To participate in the challenge and appear on the leaderboard, you must complete the following steps:
- Step 1: Complete the Google Form with your team details.
- Step 2: Once submitted, you will receive an email with detailed instructions for the Leaderboard (Single Model Track) and (Agent Track) registration and submission.
Benchmark and Evaluation Protocol
Benchmark
All submissions will be evaluated on the updated version of MMAR benchmark, a 1,000-item dataset designed for deep audio reasoning across speech, sound, music, and mixed-modality scenarios. Each sample contains audio, a question, a ground-truth answer, and a newly annotated CoT rationale.
Submission Format
Participants must submit a JSONL file to the online leaderboard, where each line contains:
{
"id": "<sample_id>",
"thinking_prediction": "<model_or_agent_generated_CoT>",
"answer_prediction": "<final_prediction>"
}
The leaderboard will automatically compute all metrics and rank systems by the primary score.
Evaluation Metrics
- Answer Correctness: If the
answer_predictionis incorrect, the score is 0. - Reasoning Quality: If the answer is correct, an LLM-as-a-judge evaluates the
thinking_predictionon a scale of 0.2 to 1.0 (in 0.2 increments). - Stability Mechanism: To account for variance, each submission is calculated based on 5 independent evaluation runs. The final score for each metric will be the mean of the 3 middle runs, effectively discarding the highest and lowest results.

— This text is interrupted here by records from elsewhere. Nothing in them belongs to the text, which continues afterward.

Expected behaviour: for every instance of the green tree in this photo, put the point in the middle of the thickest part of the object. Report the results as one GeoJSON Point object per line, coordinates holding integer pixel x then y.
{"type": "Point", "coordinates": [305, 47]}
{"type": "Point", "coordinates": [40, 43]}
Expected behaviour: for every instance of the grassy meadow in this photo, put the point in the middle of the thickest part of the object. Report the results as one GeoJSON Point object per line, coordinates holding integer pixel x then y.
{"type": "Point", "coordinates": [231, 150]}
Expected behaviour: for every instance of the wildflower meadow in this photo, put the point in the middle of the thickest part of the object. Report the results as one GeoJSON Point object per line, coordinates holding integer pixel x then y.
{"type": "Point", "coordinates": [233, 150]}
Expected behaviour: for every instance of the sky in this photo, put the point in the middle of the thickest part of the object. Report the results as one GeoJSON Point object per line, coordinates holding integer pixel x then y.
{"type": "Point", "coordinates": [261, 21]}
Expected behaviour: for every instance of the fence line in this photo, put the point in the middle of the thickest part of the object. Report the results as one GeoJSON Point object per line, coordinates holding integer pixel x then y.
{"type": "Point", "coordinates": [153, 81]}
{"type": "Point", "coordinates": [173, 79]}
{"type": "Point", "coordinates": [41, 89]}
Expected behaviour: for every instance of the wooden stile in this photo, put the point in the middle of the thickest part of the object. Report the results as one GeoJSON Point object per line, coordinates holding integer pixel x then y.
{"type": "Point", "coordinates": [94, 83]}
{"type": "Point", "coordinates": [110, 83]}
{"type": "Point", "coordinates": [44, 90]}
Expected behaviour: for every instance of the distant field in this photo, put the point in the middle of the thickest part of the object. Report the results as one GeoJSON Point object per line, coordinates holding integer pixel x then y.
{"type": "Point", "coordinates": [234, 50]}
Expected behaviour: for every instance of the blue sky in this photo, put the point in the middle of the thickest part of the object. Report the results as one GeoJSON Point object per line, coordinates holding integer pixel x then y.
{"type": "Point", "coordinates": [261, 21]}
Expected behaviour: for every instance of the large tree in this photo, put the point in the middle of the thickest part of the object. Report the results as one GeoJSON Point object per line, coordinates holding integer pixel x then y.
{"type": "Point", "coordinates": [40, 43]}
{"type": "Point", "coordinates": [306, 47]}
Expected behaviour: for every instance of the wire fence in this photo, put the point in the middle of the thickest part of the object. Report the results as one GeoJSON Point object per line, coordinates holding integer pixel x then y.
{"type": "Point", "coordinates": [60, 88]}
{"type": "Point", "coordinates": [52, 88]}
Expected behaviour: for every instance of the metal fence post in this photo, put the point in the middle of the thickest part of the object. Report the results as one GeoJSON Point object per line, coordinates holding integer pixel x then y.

Competition Timeline and Phases
The evaluation is split into two distinct phases. Please note the dataset size and dates:
| Phase | Start Dates | End Dates | Dataset Size | Submission Limit |
|---|---|---|---|---|
| Preliminary Stage | 2026-01-01 00:00:00 | 2026-01-29 23:59:59 | 500 Questions | 2 submissions / day |
| Final Stage | 2026-01-30 00:00:00 | 2026-02-01 23:59:59 | 1,000 Questions | 3 submissions total (over 3 days) |
Refresh Time: Submission quotas reset daily at 00:00 UTC+0.

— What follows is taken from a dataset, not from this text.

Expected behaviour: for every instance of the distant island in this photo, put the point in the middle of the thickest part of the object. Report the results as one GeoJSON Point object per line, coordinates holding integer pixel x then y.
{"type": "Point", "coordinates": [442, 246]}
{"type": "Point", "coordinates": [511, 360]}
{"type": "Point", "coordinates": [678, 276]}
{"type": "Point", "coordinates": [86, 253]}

Submission Technical Constraints
To ensure system stability and fair judging, please adhere to the following character limits:
- Thinking Prediction: Each individual
thinking_predictionmust < 10,000 characters.Note: For the Agent Track, your system should be able to manage the final
thinking_prediction. - Daily Limit: During the Preliminary Stage, you are allowed a maximum of 2 submissions per day.